Among the vocal critics of the plan was Assemblyman Keith Wright, who compared the city's move to close schools in the neighborhood year after year to Glen Close's character in the classic 1987 thriller "Fatal Attraction."
"When it comes to schools, the Bloomberg Administration is like the woman in 'Fatal Attraction.' You think she died, but she keeps rearing her ugly head. I hope it stops," Wright said of the school closures.
The move came after a raucous joint hearing at Wadleigh on 114th Street and Frederick Douglass Boulevard, held by Community Education Council 3 and the DOE, where politicians, parents, teachers, students and clergy vowed to take whatever steps were necessary to keep the school open. Mayoral hopefuls including Manhattan Borough President Scott Stringer, Comptroller John Liu and Public Advocate Bill de Blasio all spoke out against Wadleigh's closure.
"We made a decision to withdraw our proposals to truncate Wadleigh Secondary school and phase out Knowledge and Power Preparatory Academy VII [in Brooklyn]," Schools Chancellor Dennis Walcott said in a statement. "And so while these two schools continue to struggle, what we learned is that they are also poised to quickly improve."
The principal at Wadleigh will be replaced by Tyee Chin, from Edward R. Murrow HS. He has experience on the middle and high school level.
On Wednesday, elected officials, including Councilwoman Inez Dickens and Assemblymen Wright, praised the decision.
Dickens got a call from Walcott at about 2:30 p.m. where the chancellor said, "You won," she said.
Wadleigh's proposed closing was especially contentious because of the DOE plan for Harlem Success Academy Middle School to move into the building, where two schools are already co-located.
The Eva Moskowitz-run charter school planned to move two grades into the building Wadleigh now shares with two other schools — a move that is still in the works.
"It's almost like they wanted the school to fail. It seemed to me like it was part of a co-location conspiracy," said Wright.

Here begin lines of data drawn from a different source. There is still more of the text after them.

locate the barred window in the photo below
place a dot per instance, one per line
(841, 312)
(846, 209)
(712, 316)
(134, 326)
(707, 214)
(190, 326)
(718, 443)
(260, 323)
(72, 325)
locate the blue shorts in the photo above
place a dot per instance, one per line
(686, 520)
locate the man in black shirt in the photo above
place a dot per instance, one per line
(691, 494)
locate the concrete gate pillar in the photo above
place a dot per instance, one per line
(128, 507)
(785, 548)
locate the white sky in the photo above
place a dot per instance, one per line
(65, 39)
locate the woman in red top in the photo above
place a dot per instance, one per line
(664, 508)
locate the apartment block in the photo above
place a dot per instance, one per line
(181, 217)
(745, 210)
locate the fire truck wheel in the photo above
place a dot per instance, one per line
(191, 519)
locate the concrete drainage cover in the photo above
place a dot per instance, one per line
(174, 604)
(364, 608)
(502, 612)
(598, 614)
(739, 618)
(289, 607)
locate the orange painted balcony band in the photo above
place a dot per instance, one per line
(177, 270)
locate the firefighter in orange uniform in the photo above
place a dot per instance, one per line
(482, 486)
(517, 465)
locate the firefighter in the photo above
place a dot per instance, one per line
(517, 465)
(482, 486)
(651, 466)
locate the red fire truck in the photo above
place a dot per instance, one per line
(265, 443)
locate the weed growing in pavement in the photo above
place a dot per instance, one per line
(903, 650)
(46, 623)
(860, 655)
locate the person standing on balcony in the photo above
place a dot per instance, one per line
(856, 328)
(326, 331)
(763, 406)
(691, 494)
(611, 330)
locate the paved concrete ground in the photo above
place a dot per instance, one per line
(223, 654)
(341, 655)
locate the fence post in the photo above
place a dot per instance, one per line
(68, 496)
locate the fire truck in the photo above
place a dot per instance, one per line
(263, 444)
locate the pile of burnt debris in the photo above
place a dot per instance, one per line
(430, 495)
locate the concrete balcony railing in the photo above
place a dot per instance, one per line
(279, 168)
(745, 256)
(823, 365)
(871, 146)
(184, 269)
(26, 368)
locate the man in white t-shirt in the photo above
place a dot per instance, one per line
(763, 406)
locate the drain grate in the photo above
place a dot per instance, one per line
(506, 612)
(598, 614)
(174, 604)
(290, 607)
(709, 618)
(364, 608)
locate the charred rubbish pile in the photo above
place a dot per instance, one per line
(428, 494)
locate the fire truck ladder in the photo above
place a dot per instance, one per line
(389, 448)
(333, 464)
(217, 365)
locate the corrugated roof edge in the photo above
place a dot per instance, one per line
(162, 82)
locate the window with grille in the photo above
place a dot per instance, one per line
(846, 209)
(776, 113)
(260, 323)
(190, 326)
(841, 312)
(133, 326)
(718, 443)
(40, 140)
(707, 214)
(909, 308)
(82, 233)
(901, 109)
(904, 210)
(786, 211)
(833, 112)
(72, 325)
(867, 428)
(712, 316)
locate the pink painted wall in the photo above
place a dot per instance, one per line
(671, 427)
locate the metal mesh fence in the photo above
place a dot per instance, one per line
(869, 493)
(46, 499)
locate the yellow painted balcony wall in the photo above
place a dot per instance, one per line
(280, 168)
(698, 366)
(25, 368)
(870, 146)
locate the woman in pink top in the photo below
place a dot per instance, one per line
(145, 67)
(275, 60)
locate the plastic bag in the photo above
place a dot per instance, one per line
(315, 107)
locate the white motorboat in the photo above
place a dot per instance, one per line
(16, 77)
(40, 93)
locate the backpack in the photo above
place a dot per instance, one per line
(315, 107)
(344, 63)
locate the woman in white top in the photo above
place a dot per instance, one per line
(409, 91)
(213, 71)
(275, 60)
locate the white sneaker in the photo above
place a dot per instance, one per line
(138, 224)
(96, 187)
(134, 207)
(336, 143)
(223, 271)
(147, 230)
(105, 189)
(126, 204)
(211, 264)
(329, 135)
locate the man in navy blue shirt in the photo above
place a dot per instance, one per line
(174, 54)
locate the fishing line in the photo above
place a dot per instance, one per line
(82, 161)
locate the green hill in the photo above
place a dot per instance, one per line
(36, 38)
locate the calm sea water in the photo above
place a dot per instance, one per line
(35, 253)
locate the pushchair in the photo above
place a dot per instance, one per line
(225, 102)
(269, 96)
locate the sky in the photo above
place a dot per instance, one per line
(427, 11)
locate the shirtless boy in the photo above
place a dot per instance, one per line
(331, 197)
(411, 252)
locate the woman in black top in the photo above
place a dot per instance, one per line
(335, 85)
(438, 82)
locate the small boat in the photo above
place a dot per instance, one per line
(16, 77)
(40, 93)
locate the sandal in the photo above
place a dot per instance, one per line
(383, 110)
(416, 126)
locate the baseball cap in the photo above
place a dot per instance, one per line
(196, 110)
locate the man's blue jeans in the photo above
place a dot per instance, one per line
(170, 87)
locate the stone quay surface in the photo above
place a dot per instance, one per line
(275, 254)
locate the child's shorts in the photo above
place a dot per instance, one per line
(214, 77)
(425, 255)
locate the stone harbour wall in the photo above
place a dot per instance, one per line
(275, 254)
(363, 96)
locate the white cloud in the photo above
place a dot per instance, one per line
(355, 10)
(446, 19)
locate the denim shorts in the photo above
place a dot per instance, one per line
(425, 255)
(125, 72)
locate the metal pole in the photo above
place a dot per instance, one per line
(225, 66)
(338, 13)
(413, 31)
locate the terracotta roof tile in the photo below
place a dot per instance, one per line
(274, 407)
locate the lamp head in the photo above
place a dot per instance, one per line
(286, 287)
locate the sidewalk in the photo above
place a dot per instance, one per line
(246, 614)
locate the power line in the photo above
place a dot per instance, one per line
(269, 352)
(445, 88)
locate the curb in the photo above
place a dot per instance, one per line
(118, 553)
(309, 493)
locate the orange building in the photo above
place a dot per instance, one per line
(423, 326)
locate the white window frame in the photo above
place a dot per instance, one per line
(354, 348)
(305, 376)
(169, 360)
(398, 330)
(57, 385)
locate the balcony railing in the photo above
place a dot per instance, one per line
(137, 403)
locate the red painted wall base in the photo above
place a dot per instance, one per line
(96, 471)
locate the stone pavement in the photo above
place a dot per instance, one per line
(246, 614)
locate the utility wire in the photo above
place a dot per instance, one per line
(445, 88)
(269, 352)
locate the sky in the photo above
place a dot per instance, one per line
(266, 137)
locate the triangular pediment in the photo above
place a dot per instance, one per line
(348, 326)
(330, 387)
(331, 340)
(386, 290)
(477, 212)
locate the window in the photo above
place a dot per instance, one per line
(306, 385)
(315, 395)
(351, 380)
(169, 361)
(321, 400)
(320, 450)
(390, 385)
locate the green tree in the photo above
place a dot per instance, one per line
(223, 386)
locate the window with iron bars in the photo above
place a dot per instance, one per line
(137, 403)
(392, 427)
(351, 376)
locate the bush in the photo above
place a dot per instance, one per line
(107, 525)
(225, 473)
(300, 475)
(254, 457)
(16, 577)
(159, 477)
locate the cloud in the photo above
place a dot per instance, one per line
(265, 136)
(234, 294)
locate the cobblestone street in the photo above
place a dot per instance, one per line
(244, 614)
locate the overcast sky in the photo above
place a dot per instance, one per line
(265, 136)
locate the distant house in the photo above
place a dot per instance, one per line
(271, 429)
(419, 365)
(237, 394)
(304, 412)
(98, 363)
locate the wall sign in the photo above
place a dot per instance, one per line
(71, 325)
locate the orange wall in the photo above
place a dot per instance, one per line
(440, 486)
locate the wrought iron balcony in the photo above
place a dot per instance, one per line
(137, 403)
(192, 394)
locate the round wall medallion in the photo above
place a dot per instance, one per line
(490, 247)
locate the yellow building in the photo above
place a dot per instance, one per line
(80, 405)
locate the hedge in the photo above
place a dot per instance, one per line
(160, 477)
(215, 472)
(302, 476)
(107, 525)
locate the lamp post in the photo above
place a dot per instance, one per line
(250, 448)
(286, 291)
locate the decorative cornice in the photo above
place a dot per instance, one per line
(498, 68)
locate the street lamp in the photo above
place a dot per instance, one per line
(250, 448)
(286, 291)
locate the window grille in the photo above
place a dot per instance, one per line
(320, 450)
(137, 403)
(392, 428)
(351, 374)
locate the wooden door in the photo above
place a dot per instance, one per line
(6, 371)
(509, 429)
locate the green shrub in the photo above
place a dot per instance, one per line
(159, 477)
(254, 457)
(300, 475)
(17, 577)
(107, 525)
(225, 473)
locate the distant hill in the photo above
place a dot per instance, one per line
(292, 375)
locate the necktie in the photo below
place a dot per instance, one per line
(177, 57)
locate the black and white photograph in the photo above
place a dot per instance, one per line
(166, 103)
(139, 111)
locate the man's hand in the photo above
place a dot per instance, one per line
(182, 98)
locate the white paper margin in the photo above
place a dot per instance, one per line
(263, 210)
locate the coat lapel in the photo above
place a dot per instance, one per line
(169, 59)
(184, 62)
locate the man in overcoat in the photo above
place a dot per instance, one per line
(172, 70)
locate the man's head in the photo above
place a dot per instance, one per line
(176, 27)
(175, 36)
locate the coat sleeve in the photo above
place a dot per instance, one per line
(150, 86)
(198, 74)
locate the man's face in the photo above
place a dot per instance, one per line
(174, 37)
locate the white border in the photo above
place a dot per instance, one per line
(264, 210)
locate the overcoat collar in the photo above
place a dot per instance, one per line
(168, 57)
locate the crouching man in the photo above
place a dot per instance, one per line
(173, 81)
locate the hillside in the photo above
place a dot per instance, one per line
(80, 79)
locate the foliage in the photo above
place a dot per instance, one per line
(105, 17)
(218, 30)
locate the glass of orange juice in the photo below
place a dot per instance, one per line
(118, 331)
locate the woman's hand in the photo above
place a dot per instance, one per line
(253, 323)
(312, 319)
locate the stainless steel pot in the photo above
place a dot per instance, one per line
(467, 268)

Dickens said she asked Walcott whether the planned co-location could be eliminated, but Walcott said that was still on the table.
"The fight is not over because the issue of co-location. We are concerned about a third school going there," said Dickens.
Chief Academic Officer, Shael Polakow-Suransky told Wadleigh supporters last month that the school was being closed due to its performance.
There are only 86 students in grades 6 to 8. Only 16 percent are at or above their grade level in English and only 26 percent in math. Attendance at the school, too, ranks in the bottom 1 percent of all city middle schools, he said.
"There are real concerns about what's happening in Wadleigh Middle School," Polakow-Suransky said at the joint hearing.
School officials said they believed Wadleigh could be turned around because of its small enrollment. There were only 86 students at the middle school versus 441 for the high school.
Wright said he is currently circulating a draft of a bill that would remove mayoral control of the schools, specifically because of the situation happening at schools like Wadleigh.
"I'm sure there will be more sponsors than people think," he said.